Scrooge is a 1913 British black and white silent film based on the 1843 novella A Christmas Carol by Charles Dickens. It stars Seymour Hicks as Ebenezer Scrooge. In the United States it was released in 1926 as Old Scrooge. It was directed by Leedham Bantock.
The film's cast included Seymour Hicks as Scrooge, William Lugg, Leedham Bantock, J. C. Buckstone, Dorothy Buckstone, Leonard Calvert, Osborne Adair, Adela Measor and Ellaline Terriss.[1] Hicks had played the role of Scrooge regularly onstage since 1901 before this, his first appearance in the role in film. He reprised the role of Scrooge again, in the 1935 film Scrooge.[2]

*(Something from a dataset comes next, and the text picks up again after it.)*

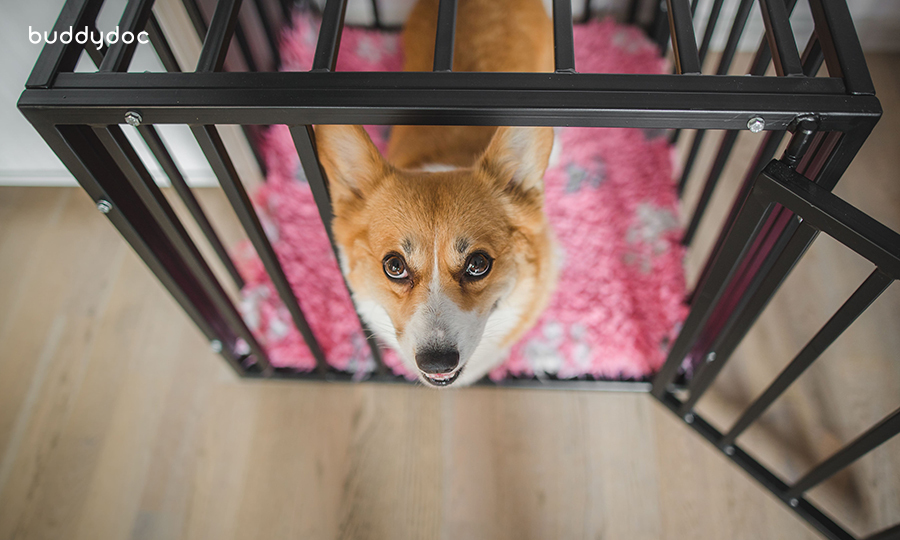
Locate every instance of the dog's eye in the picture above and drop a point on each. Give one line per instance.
(394, 267)
(478, 265)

Scrooge was a Zenith Film Company production, by whom it was also distributed on its release date in September 1913.[1] Some scenes in the black and white 35mm film were colour toned.

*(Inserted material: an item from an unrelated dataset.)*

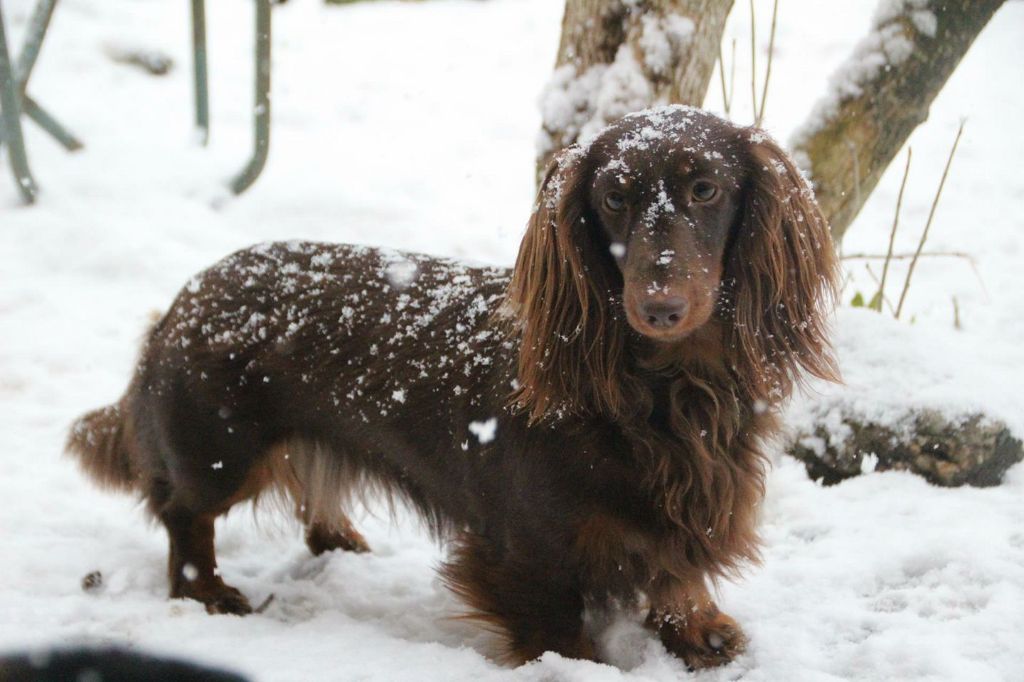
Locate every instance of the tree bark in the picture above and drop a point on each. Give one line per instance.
(617, 56)
(972, 450)
(880, 95)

The opening credits are followed by a scene in which Charles Dickens is seen pacing his library seeking inspiration for a new story. It comes to him and he settles down to write A Christmas Carol. A short introductory synopsis describing miserly London businessman Ebenezer Scrooge leads into a shot of his nephew Fred Wyland giving money to poor children on Christmas Eve. Scrooge, upon leaving his office, is chased by poor children. At the office, Scrooge's clerk Bob Cratchit bids goodbye to his crippled son Tiny Tim and goes to work. A poor woman comes to the office to beg from Scrooge but he turns her away. Cratchit gives her money. At Middlemarks, the poor line up for food. When the food runs out, Middlemark goes to Scrooge for assistance but he is turned away. Scrooge gives Cratchit a second hand quill as a Christmas present and after Cratchit has gone, he settles down with his money to sleep. Scrooge is visited on Christmas Eve by the ghost of his dead business partner, Jacob Marley, who warns him that three more ghosts will appear during the night trying to show Scrooge the error of his ways. As the night wears on, Scrooge is visited by the Ghost of Christmas Past, the Ghost of Christmas Present and the Ghost of Christmas Yet to Come. Scrooge is shown in sequence his childhood sweetheart, Cratchit's Christmas, a vision of the death of Cratchit's crippled son Tim, and his own lonely tombstone. Scrooge wakes and realising the error of his ways, throws money from his window to the poor children and sends a boy for a large turkey for Cratchit and then goes to visit them for lunch.[3]